Hello Chums,

A few days ago I popped into Galloper Grange gardens to see ‘Dim’ Dave and Sam Soyle, the gardener. I found them in the potting shed discussing that Sunday’s cricket match between Puck’s Hassle and Grumbly Bottom, in which Sam had carried his bat through the entire innings and scored 157 not out.

‘You’d have a job scoring 157 if you didn’t carry your bat,’ observed Dave, quite seriously.

‘Garn! I means I wuz at the wicket fer the whole innin’s,’ growled Sam. ‘I made a record opening stand on Sunday!’

‘I don’t know when you find time for woodwork,’ commented Dave, ‘you seem to spend all your spare time playing cricket.’

‘Eh?’ responded Sam. ‘Ooz talkin’ about woodwork? I’m atellin’ ee about my battin’. You should’ve seem me adealin’ with their Chinaman in the first over!’

‘I didn’t know Puck’s Hassle had overseas players,’ said Dave.

‘...and’ continued Sam, ‘the way I wuz adrivin’ them bouncers through the outfield!’

‘Doesn’t that leave tyre-marks on the pitch?’ queried my moth-brained mate.

‘Don’t be daft!’ said Sam, ‘they’z all cricketing expressions.’

‘Oh!
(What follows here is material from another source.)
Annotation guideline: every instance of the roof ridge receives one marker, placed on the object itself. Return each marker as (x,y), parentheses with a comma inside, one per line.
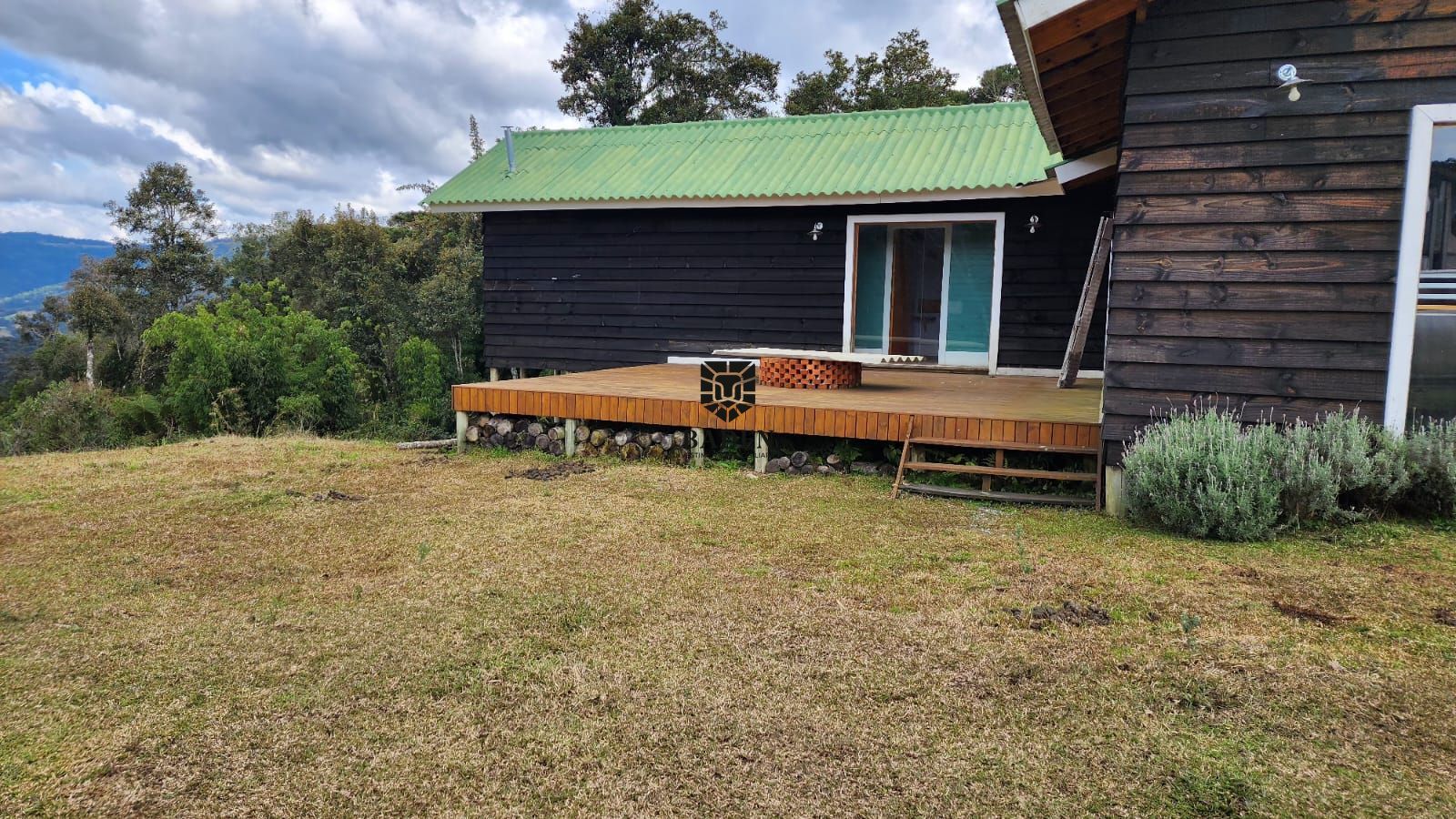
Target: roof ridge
(877,113)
I see!’ said Dave. ‘You’re talking about how you coped with different people’s bowling!’

‘Ar,’ agreed Sam, ‘ mind ee, I reckon I wuz best when I wuz sweepin’ the vicar’s and cuttin’ the doctor’s.’

‘Batting strokes!’ exclaimed Dave.

‘No!’ relied Sam, mischeviously, ‘I did a spot o’ gardenin’ fer ‘em after the match!’